We go through waves.
  • Through 1985 = Big Books, 60,000 styles featured, 1,000 winners.
  • 1985 - 1999 = Targeted Catalogs, 6,000 styles featured and 500 winners.
  • 2000 - 2013 = E-Commerce.  60,000 styles featured, 1,000 winners.
  • Future = Mobile.  6,000 styles and just 60 winners?
We don't know where tablets are headed ... are they the future, or are they the way we transition from a desktop to a true mobile device? I own a Samsung Galaxy Note II, it's big enough that I no longer use my iPad. Both can probably co-exist, but we don't know how both will evolve. One will likely win.

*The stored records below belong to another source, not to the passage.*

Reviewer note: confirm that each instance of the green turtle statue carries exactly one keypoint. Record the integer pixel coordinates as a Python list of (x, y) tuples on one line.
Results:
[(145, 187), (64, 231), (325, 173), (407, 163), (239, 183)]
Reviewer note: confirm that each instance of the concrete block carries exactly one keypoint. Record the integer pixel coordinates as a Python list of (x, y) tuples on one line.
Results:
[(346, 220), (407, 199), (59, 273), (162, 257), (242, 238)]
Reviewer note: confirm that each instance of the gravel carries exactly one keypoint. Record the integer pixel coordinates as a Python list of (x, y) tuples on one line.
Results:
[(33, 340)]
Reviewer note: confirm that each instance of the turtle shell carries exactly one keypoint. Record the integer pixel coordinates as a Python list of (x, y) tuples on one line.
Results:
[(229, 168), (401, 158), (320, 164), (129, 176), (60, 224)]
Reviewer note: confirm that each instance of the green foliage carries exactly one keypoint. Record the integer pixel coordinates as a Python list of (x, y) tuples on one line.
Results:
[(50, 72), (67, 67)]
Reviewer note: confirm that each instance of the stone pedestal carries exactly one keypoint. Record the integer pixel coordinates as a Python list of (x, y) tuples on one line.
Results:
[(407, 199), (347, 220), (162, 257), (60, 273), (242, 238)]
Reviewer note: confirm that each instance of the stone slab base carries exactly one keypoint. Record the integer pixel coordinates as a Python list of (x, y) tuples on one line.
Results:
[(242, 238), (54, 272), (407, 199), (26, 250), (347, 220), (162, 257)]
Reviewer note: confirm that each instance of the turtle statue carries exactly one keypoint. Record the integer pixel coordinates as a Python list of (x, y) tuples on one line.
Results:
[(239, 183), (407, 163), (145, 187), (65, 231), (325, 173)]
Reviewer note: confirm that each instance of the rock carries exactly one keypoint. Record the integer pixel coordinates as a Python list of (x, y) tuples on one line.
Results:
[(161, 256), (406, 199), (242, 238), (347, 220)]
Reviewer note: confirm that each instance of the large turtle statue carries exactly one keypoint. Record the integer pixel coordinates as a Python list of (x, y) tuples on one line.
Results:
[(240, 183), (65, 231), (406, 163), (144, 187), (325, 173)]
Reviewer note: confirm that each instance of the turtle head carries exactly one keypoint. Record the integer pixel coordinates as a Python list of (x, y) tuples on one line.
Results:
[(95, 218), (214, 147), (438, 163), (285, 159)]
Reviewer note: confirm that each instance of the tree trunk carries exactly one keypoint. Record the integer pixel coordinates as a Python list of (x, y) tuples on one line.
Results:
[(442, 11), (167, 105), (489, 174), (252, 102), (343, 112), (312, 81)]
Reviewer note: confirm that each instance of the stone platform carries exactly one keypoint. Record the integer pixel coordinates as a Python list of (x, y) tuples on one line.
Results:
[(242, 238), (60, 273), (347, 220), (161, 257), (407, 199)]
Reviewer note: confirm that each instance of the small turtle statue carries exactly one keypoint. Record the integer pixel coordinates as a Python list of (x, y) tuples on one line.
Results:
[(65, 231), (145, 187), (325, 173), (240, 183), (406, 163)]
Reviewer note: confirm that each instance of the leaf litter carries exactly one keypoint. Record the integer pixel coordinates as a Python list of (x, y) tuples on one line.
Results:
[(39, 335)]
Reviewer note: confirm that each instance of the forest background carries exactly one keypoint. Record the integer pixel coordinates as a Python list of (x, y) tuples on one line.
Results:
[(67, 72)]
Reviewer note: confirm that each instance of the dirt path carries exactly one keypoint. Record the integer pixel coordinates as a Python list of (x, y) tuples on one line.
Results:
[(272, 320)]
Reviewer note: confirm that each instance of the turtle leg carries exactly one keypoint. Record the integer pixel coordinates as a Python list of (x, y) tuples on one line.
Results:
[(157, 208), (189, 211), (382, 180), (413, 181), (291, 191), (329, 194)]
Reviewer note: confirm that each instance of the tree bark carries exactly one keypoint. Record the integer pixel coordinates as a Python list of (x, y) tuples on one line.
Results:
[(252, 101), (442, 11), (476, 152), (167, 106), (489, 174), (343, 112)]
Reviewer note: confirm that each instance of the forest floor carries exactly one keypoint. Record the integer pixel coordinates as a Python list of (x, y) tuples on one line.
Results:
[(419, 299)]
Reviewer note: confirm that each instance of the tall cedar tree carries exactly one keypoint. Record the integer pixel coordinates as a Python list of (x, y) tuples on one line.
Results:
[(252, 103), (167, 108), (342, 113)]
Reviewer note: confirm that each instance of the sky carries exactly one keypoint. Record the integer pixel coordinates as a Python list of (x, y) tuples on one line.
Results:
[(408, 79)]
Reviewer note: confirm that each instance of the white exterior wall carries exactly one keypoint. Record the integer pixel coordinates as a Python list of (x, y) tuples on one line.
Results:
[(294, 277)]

In an environment where the screen is small, the assortment must be appropriately small as well. This greatly limits what the merchant can present you, the humble user. What you'll see will be "targeted" and "relevant".

If we let the algorithms decide, there is a chance that Mobile will feature 6,000 styles and 500 winners - the algorithms would, theoretically, be able to decide who wants what and when the customer wants it.

Most of us aren't comfortable letting algorithms decide. We'll want to "optimize" the experience, trying to maximize short-term conversion. This, of course, is best done by featuring the best selling items. And with so little real estate, there won't be an opportunity to cultivate 500 winners from 6,000 styles.

It's more likely that our merchandise assortment will go the way of the economy - huge benefits for the 1% (of the merchandise assortment), scraps for all other items.

This will greatly increase the risk associated with merchandising the mobile experience. The merchant will either succeed wildly, or fail in spectacular fashion. The process of generating winners changes, necessarily. Today, you have home page real estate and landing pages and email campaigns - all allowing significant cross-shopping opportunities. Cross-shopping opportunities, in a mobile environment, sure seem reduced, don't you think?

The job of the merchant/marketer becomes much harder, and much riskier, in a mobile environment. One must figure out how to show a customer five items while at the same time informing the customer about five hundred items.  What a challenge!  A fun challenge, no doubt.

Those who figure this out will likely succeed.

Those who don't figure this out will observe that the merchandise assortment shifts to an ever-decreasing number of "winners" that comprise an ever-increasing share of total demand. That, ladies and gentlemen, is a very risky place to be - it's like being The Sharper Image where a quarter of your business comes from an ionizer - something goes wrong there, and the whole brand fails.

Why does the size of the "winning" merchandise assortment matter in a mobile world?

Well, repurchase rates are fueled by a broad assortment. In other words, if you have 6,000 styles, you might have a 40% repurchase rate.  The first 500 styles get you to a 20% repurchase rate, everything else fills in the gaps.

In a mobile world, where only a few items make it to "winning" status, the repurchase rate is artificially pushed down. And if repurchase rates are artificially pushed down, then there must be a significant increase in new customers to drive the business. The business model changes, requiring a different mindset.

Ok, enough of my thoughts.  Your thoughts?